The Federal Reserve has put out its proposals for interchange reform and they are very promising.
Under Alternative 1, issuers with costs in excess of the safe harbor would be permitted to recover their average variable costs for authorization, clearance, and settlement up to a cap. The proposed standard sets a cap of 12 cents per transaction, which corresponds to approximately the 80th percentile of allowable costs across issuers that responded to the survey.
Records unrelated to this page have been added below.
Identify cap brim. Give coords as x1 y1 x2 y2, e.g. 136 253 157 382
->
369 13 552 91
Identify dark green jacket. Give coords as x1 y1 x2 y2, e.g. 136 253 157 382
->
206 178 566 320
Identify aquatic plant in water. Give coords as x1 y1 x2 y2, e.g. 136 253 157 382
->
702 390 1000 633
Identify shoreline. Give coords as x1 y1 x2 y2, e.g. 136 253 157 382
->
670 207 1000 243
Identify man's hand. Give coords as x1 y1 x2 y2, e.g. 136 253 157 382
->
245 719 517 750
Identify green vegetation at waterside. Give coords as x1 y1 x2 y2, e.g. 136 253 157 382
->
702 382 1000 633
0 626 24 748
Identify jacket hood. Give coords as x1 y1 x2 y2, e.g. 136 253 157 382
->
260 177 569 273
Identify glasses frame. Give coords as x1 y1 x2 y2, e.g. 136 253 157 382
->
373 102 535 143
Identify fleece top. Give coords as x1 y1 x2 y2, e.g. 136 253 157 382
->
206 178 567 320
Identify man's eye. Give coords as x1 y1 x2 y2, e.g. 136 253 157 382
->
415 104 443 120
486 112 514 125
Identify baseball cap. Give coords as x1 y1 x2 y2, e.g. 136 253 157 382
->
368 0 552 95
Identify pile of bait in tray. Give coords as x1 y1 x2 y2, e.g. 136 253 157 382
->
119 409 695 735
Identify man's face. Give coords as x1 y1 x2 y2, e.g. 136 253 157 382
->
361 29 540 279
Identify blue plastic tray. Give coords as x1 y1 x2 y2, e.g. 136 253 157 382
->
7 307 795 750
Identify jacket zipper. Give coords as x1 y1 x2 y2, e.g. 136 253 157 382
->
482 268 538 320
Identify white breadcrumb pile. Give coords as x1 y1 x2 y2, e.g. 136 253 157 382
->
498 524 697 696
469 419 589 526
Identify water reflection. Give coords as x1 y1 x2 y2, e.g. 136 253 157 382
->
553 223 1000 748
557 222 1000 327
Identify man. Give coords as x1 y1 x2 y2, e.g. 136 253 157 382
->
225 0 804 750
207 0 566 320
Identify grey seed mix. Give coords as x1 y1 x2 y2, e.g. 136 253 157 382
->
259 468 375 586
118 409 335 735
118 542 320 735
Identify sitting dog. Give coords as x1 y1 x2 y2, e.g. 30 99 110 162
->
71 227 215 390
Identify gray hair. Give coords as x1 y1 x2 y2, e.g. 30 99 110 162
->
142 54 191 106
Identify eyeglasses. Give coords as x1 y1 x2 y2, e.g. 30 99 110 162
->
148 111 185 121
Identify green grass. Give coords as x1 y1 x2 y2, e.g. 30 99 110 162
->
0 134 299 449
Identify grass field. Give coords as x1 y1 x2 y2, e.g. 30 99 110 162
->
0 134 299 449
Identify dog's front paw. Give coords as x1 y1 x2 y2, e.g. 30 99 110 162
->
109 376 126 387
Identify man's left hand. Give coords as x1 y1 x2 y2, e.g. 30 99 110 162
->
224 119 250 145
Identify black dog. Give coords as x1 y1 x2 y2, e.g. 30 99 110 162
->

The financial sector does two things: it provides a medium of exchange for buyers and sellers (cash, checks, credit cards, money orders, etc.) and a matcher for borrowers and lenders. It is wholly appropriate that interchange fees, fees that are some of the highest in the world and increasing, be subject to regulation, as this medium of exchange function drives all the other parts of the economy. In the same way that checks are regulated by the Federal Reserve, debit cards, the 21st century equivalent of checks, should have the same regulation to encourage them to trade at par.
Money is an object that acts as a store of value for payments of debts, goods or services. Is it necessary that a private corporation collects 2%+ of value in order to move this object from place A to place B? The breakdown in the merchant rules that prevent businesses from discriminating between debit and credit cards, because they go to the payment system that provides the infrastructure for our markets, distort all kinds of outcomes.
It generates inequality through the very act of consumption, where the poorest people paying cash pay extra to buy frequent flyer miles for the richest. It gives price advantages for large businesses and discriminates against and blocks out small businesses. Competition seems to increase interchange rates, as banks have to soak merchants more to get another card into your wallet at the margin and merchants can’t price discriminate.
So Dodd-Frank allow for the discrimination of debit and credit cards and then has the Federal Reserve set a limit on the debit card rate. This creates a market between the two where there wasn’t before.
As Felix Salmon notes: “This is a victory for Dodd-Frank, a victory for consumers, and above all a victory for merchants over the financial-services industry. Assuming, that is, that the banks don’t find some way of killing, avoiding, or repealing it. Well done, Fed.” Agreed.
These rules now will move to a comment period through February. It’ll be interesting to see what the financial sector responds with, and how it plays out with a likely GOP and Hard Money Right war against the Federal Reserve next year.